Processing CloudFront Logs with Rust

2025/02/07

#rust #polars #data-engineering

Table of contents

Bear

Processing data with Rust

In data processing, Rust has emerged as a compelling alternative to traditional ETL languages like Python or Java. Its unique combination of performance, safety, and modern features makes it an attractive choice for handling large-scale data streams and complex computational tasks. Libraries like Polars make Rust a good option for building data processing pipelines. With its growing ecosystem of libraries and frameworks, Rust is primed to play a significant role in shaping the future of data-intensive applications.
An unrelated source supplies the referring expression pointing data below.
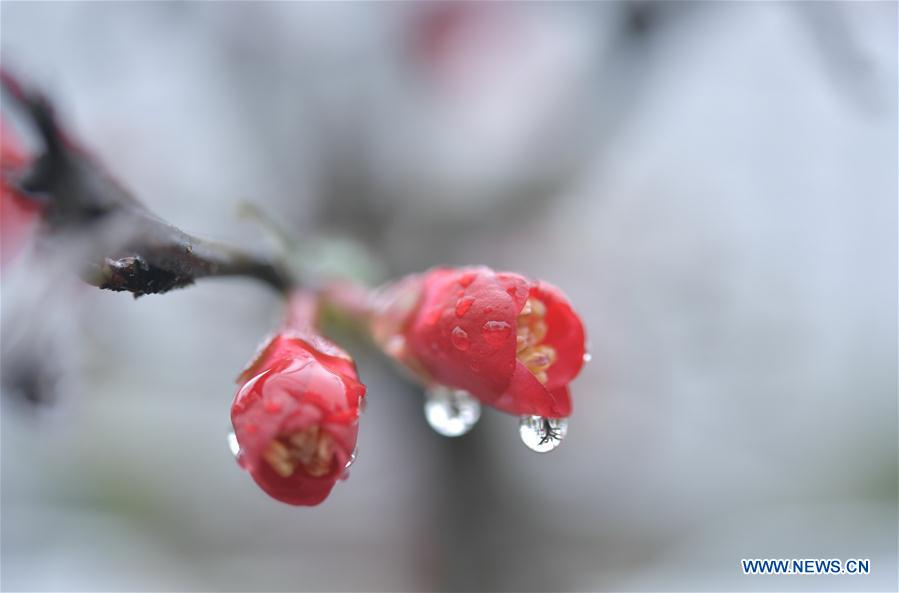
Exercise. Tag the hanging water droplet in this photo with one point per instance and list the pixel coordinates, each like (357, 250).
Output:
(233, 444)
(451, 412)
(542, 434)
(352, 458)
(459, 337)
(467, 279)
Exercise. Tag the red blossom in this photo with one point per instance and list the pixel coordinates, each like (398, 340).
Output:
(18, 214)
(513, 343)
(296, 416)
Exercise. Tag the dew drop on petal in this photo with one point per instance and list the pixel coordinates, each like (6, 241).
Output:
(542, 434)
(233, 445)
(459, 337)
(463, 305)
(451, 412)
(496, 333)
(346, 468)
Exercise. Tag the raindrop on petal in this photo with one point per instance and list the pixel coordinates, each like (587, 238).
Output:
(233, 444)
(459, 337)
(542, 434)
(467, 279)
(352, 458)
(451, 412)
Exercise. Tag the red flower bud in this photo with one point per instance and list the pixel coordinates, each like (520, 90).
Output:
(513, 343)
(296, 416)
(18, 214)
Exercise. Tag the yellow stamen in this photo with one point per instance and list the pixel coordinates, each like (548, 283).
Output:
(311, 448)
(531, 331)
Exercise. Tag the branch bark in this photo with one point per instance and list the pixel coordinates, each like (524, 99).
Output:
(130, 249)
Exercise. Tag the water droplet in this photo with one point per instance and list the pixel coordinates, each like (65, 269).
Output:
(433, 316)
(395, 346)
(233, 444)
(542, 434)
(497, 332)
(463, 306)
(349, 462)
(451, 412)
(467, 279)
(459, 338)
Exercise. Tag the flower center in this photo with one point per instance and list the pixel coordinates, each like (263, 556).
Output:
(312, 448)
(531, 330)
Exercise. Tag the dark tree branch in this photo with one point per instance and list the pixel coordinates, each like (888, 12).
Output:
(131, 249)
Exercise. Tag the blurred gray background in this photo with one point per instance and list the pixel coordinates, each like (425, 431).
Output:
(713, 185)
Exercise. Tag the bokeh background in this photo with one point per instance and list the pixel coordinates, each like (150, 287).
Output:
(713, 185)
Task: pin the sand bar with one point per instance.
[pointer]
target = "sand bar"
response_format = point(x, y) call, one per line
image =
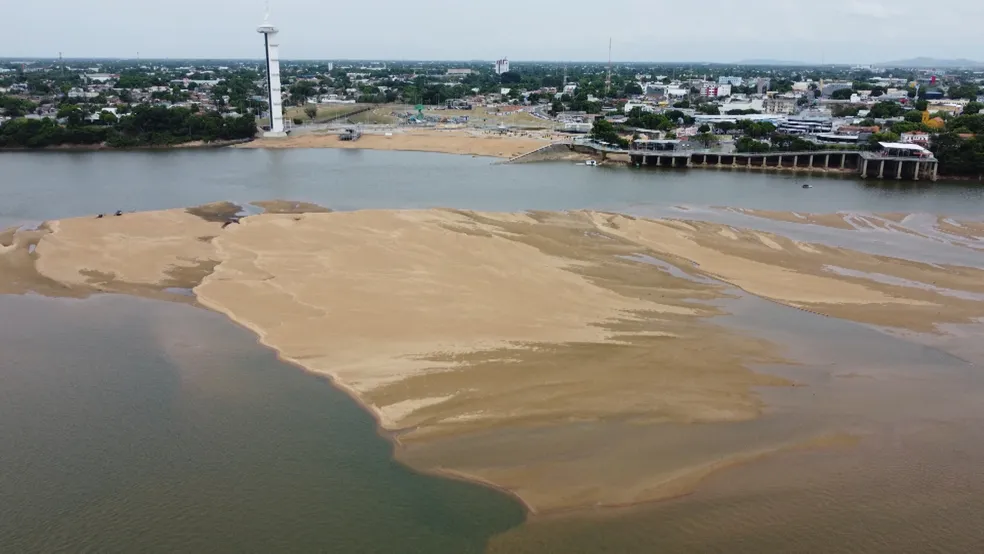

As a toy project, I explored how to use Rust to transform AWS CloudFront logs into Parquet format. This need is now obsolete as of February 2025. AWS has released a new logging stack that writes Parquet files directly to S3. There is no need to have a converter going forward. However, for the already existing files, a converter might be still useful.

AWS Cloudfront Logs

Amazon CloudFront is a content delivery network (CDN) service offered by Amazon Web Services (AWS). CloudFront is designed to deliver content to users by caching it at edge locations around the world. This reduces the distance that the data must travel, and making the comunication faster. CloudFront has a feature to save the access logs to a S3 bucket using some formats, including TSV (tab-separated values).

This looks like this:

Jan 12:58 E2F28FYJOwT1P9.2024-01-23-11.84ac498a.gz
Jan 13:03 E2F28FYJOwT1P9.2024-01-23-11.c34e4413.gz
Jan 13:08 E2F28FYJOwT1P9.2024-01-23-12.db61b94a.gz
Jan 13:18 E2F28FYJOwT1P9.2024-01-23-12.46529b24.gz
Jan 13:28 E2F28FYJOwT1P9.2024-01-23-12.d77399a4.gz
Jan 13:33 E2F28FYJOwT1P9.2024-01-23-12.6f1c7b5e.gz
Jan 13:58 E2F28FYJOwT1P9.2024-01-23-12.a5e6ddca.gz
Jan 14:03 E2F28FYJOwT1P9.2024-01-23-12.4d5e6dbc.gz
Jan 14:18 E2F28FYJOwT1P9.2024-01-23-13.7125fd04.gz
Jan 14:38 E2F28FYJOwT1P9.2024-01-23-13.7d3dbdf0.gz

Looking into a log file we can find the following (breaking the long lines ino shorter for better readability).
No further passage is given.